In our Anglo-American tradition, the concept of decentralized government depends on our rights coming from God. God is the possessor of all power, which He grants to individuals and families, who then delegate some of that power to form governments for certain ends. If this sounds familiar, it’s because it’s exactly what Thomas Jefferson wrote in the Declaration of Independence. Spencer’s concept of totalitarian state power to create or deny rights based on nothing but its own power is fundamentally identical to the Soviet/postmodern American police state concept of taking and granting privileges.

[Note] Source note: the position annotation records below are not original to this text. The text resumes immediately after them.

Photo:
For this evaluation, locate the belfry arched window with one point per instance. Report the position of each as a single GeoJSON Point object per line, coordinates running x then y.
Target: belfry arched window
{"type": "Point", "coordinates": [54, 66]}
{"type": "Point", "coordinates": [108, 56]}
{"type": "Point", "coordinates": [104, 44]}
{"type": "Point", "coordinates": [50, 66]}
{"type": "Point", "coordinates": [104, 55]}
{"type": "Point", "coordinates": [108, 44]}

Atheistic ideas have consequences, and those continental European-style consequences are nothing that my English-speaking kin and I have, or will ever, fight for.
If, like pawns on Satan’s chess board, one anti-God multicultural regime were sacrificed to make way for another, racially homogenous one, the net result for our race, children, and honor would be negative.
Practically speaking, it’s unclear to me how atheists such as the Alt Right Politics panel expect to build a movement that is attractive to white men by espousing the personas and views of Beltway nabobs who look down their pointy noses at us guns-and-Bible-toting “bitter clingers.” An honest appraisal must conclude that they simply may not care for us any more than their colorblind liberal colleagues. That’s their right, and it may be a true expression of their philosophy. However, it’s not one people like me will ever embrace.
Atheism denies and defiles the most important essence of man. Take for example Mike Enoch and the Death Panel’s dismissal of traditional Christianity in favor of Gnosticism and Marcionism on The Daily Shoah Episode 117 last year at Christmas. The fact that dissecting Christianity and praising heresy was the subject of their Christmas podcast spoke volumes. Nowhere was there praise of the Christ Child, of the wondrous miracle of the Virgin Birth, or of the meaning of Christ’s Incarnation and the inauguration of His first advent. Nowhere was there a look forward to the hope of Easter and the amazing grace of Good Friday. Instead, there was an autopsy of what they believed was a dead and false religion. Their reasons for journeying to that intellectual and spiritual desert were their own, but the net result of every desert is lifelessness.
A movement that finds Christmas inspiration for atheistic and heretical diatribe instead of wonder, joy, and grace is not a movement that has — or offers — hope to the human soul. Given that white man and his civilization is essentially spiritual, that is a big practical problem, and will be a death knell to the willingness of men like me to subscribe to that movement if unchecked.
I value these men and their efforts, and I happen to think God has better things in store for them than s—posting about Gnosticism at Christmas time, or praising authoritarianism while being persecuted by a near-totalitarian State and society. But those blessings require turning to Christ with faith and repenting of sin and unbelief.
We here at Faith and Heritage believe that Christ, not Nietzsche, is the most relevant philosopher for the success of the Alt Right. The Cross is the symbol of our people. Atheism is as diametrically anti-white as is Judaism. The hero’s path is the straight and narrow path Christ commanded us to walk. The future of the white race is tied up in the Faith. Atheists should remember that the only time they’ve subjugated Christians was as failing Roman imperialists, and as Jew-dominated Bolsheviks. Both times, they fell. We’re still here. And we won’t send our boys to be cannon fodder for a godless cause.